As I pointed out some people crucial to our democracy and human rights around the world, investigative journalists and campaigners, have particular cause for concern about this amendment. For should tools be created to break through the encryption, even should the UK be the only place to mandate them, it’s a technical genie unlikely to remain in its bottle. It was obvious from the debate that the government is far from clear on what it is asking for, and the possible impacts, which could, at one end, see companies like WhatsApp leaving the UK.

But underlying all of the debate around the Bill, and the government’s approach, is its starting position – focused on harms and safety, rather than benefits and gains, particularly for young people.

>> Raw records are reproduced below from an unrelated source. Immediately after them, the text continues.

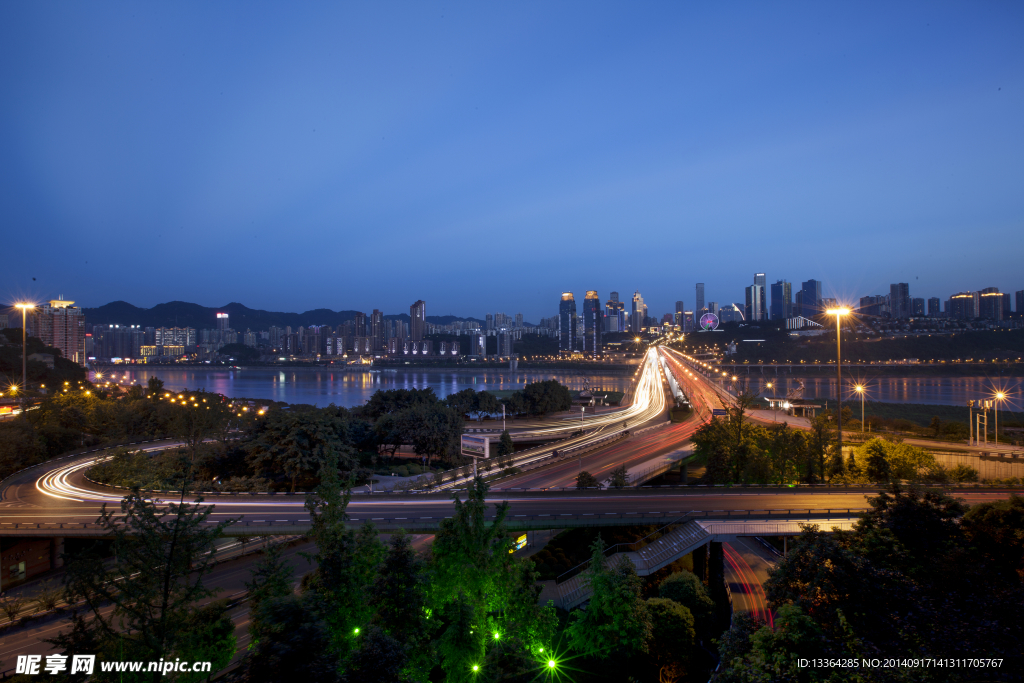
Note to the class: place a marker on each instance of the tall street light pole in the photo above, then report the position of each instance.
(998, 396)
(25, 359)
(860, 389)
(839, 313)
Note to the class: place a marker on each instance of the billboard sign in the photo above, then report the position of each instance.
(475, 446)
(518, 543)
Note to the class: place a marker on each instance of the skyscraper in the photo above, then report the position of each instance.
(639, 314)
(781, 300)
(417, 321)
(811, 302)
(566, 324)
(964, 305)
(990, 304)
(592, 324)
(614, 314)
(761, 281)
(60, 325)
(377, 331)
(899, 300)
(755, 302)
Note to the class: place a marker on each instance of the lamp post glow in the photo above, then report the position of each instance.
(998, 396)
(839, 313)
(25, 365)
(860, 389)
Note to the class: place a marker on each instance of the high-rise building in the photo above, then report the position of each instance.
(990, 304)
(417, 321)
(377, 331)
(614, 314)
(899, 300)
(506, 339)
(811, 300)
(964, 305)
(60, 325)
(755, 302)
(566, 324)
(781, 300)
(761, 281)
(478, 344)
(639, 314)
(592, 324)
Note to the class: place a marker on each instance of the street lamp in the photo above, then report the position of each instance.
(999, 395)
(839, 313)
(25, 361)
(859, 388)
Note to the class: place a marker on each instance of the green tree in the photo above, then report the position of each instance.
(346, 559)
(875, 461)
(293, 637)
(271, 577)
(161, 556)
(616, 621)
(687, 590)
(777, 651)
(587, 480)
(209, 637)
(672, 637)
(546, 397)
(155, 387)
(995, 529)
(379, 658)
(397, 598)
(296, 444)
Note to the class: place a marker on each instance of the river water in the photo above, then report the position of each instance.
(932, 390)
(323, 386)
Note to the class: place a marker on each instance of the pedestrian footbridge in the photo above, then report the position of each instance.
(675, 541)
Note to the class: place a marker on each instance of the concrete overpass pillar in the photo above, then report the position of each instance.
(700, 562)
(56, 550)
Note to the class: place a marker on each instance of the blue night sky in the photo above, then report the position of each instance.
(487, 156)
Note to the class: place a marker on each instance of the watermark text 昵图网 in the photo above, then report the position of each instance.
(86, 664)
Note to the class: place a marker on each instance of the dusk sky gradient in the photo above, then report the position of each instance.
(485, 157)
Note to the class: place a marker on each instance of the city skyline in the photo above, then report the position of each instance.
(303, 134)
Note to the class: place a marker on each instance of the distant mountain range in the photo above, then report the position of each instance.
(184, 314)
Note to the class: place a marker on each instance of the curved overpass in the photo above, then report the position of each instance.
(56, 499)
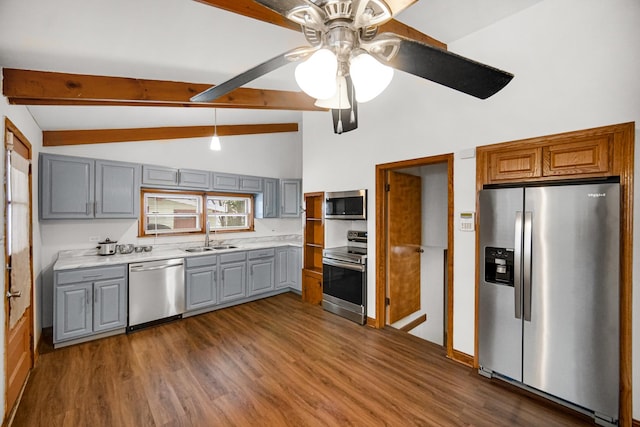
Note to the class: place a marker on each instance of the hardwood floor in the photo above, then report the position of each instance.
(273, 362)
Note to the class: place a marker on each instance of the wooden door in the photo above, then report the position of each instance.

The thesis – expressed by Tory backbencher Lord Bethall among others – has been that the internet is an adult thing being used by children. I suggested that’s never been the case – from the start of the digital age, computers have been as much a children’s and young people’s realm as their elders. In either 1979 or 1980, aged about 14, I was playing ‘Lemonade Stand’ on one of the early Apples. This might have been considered to be a harmful game from some political perspectives, given that it very much encouraged a capitalist mindset and the Americanisation of culture – but it was part of my world.

If we look back over the history of the internet, we see that some of the companies started out with young people, under the age of 18 in some cases, who have been at the forefront of innovation and development of what we now think of as our social media or internet world. This is the children’s world as much as it is the adults’ world, and that is the reality.

Taking up that positive approach, I have backed an amendment proposing that the UN Convention on the Rights of the Child be incorporated in the Bill, pointing to a report to the United Nations from the Equality and Human Rights Commission in February this year that stressed that it is crucial to preserve children’s rights to accessible information and digital connectivity.

 A big report by UNICEF in 2019, Global Kids Online, which, crucially, involved a huge amount of surveys, consultation and consideration by young people said that it was quite easy to defend access to information and to reputable sources, but showed that accessing entertainment activities – some of the things that perhaps some grandparents in the House might have trouble with – was also associated with the positive development of digital skills. Furthermore, the report says: “When parents restrict children’s internet use” – of course, this could also apply to the Government restricting their internet use – “this has a negative effect on children’s information-seeking and privacy skills”.

So, if you do not give children the chance to develop these skills to learn how to navigate the internet, and they suddenly go to it at age 18 and a whole lot of stuff is out there that they have not developed any skills to deal with, you are setting yourself up for a real problem.

The Unicef report found that ‘fewer than one third of children had been exposed to’ something they had found uncomfortable or upsetting in the preceding year. Which was not the impression that would have been gained from lots of our debate.

Other figures worth noting from this report include the finding that ‘one in three children globally is … an internet user and …. one in three internet users is a child’. The report also said, looking at the Sustainable Development Goals on quality of education, good jobs and reducing inequality, that internet access for children was crucial.

Children and young people have agency and the ability to act and engage in politics – much of which today is conducted online. In Scotland and Wales, 16 and 17 year-olds have the vote. I very much hope that that will soon also be the case in England, and indeed I hope that soon children even younger than that that will have the vote – and need the information to support that.

Historically, we have seen examples where blocks and filters have denied children and young people who identify as LGBTQI+ access to crucial information for them. That is an example of the risk if we do not allow them right of access. On the most basic children’s right of all, we have also seen examples of blocks and filters that have stopped access to breastfeeding information on the internet. Access is a crucial issue, and what could be a more obvious way to allow it than by writing in the United Nations Declaration on the Rights of the Child?